Risk Factors for Hernias in general include:

 

  • Family history of hernias
  • Overweight or Obesity
  • Undescended testes in an infant male
  • Any condition that increases the abdominal pressure is a potential risk factor for abdominal hernias

 

Some examples include: chronic coughing, chronic constipation, enlarged prostate causing straining with urination, and carrying or pushing heavy loads at work or sport for instance.

Why should hernias be repaired?

Once a hernia has developed it will tend to enlarge and cause discomfort. If a loop of bowel gets caught in the hernia it may become obstructed or its blood supply may be cut off. This could then become a life-threatening situation. Since hernias can be repaired effectively and with minimal risk most surgeons therefore recommend that hernias be repaired when diagnosed unless there are other serious medical problems.

What are my options?

Wearing a truss or binder may temporarily alleviate symptoms but will not cure the hernia. Only surgery corrects the defect in the belly wall.

Traditional repair techniques involve pulling together muscles and ligaments for reinforcement. Since muscles are soft and movable, while ligaments remain rigid and stationary, these structures can separate over time causing hernia recurrence. In fact, approximately 10% of hernias do recur.

How are hernias repaired?

The standard method of hernia repair involves making an incision in the abdominal wall. Normal healthy tissues are cut until the area of weakness is found. This area, the hernia, is then repaired with sutures (stitches). Usually a prosthetic material such as nylon is used to strengthen the area of weakness. (A nylon mesh patch or plug). Finally the skin and other healthy tissues that were cut at the beginning are stitched back together to complete the repair.

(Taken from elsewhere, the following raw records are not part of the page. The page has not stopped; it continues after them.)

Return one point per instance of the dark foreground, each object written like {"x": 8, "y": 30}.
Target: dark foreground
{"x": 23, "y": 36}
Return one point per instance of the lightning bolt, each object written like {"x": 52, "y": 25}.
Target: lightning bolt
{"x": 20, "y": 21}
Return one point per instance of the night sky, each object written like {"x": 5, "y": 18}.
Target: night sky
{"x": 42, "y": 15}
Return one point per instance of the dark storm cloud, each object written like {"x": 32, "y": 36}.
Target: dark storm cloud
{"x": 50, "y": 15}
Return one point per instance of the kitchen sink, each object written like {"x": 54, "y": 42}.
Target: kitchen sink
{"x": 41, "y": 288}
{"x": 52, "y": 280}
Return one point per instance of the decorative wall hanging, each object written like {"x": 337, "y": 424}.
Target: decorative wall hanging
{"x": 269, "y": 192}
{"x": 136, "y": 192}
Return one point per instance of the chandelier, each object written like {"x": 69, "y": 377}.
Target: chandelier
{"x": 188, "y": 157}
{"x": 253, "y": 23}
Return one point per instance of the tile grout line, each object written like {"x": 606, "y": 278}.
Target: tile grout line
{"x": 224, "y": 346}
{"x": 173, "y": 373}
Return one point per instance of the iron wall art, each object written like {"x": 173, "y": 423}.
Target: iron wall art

How does the laparoscopic method differ?

With the laparoscopic repair the defect in the abdominal wall is repaired from the inside of the abdominal cavity. This method is usually only used for groin hernias. Instead of closing or patching the repair from the outside the patch is secured in place from the inside. This eliminates the necessity of cutting the skin and normal tissues of the groin to get down to and repair the hernia.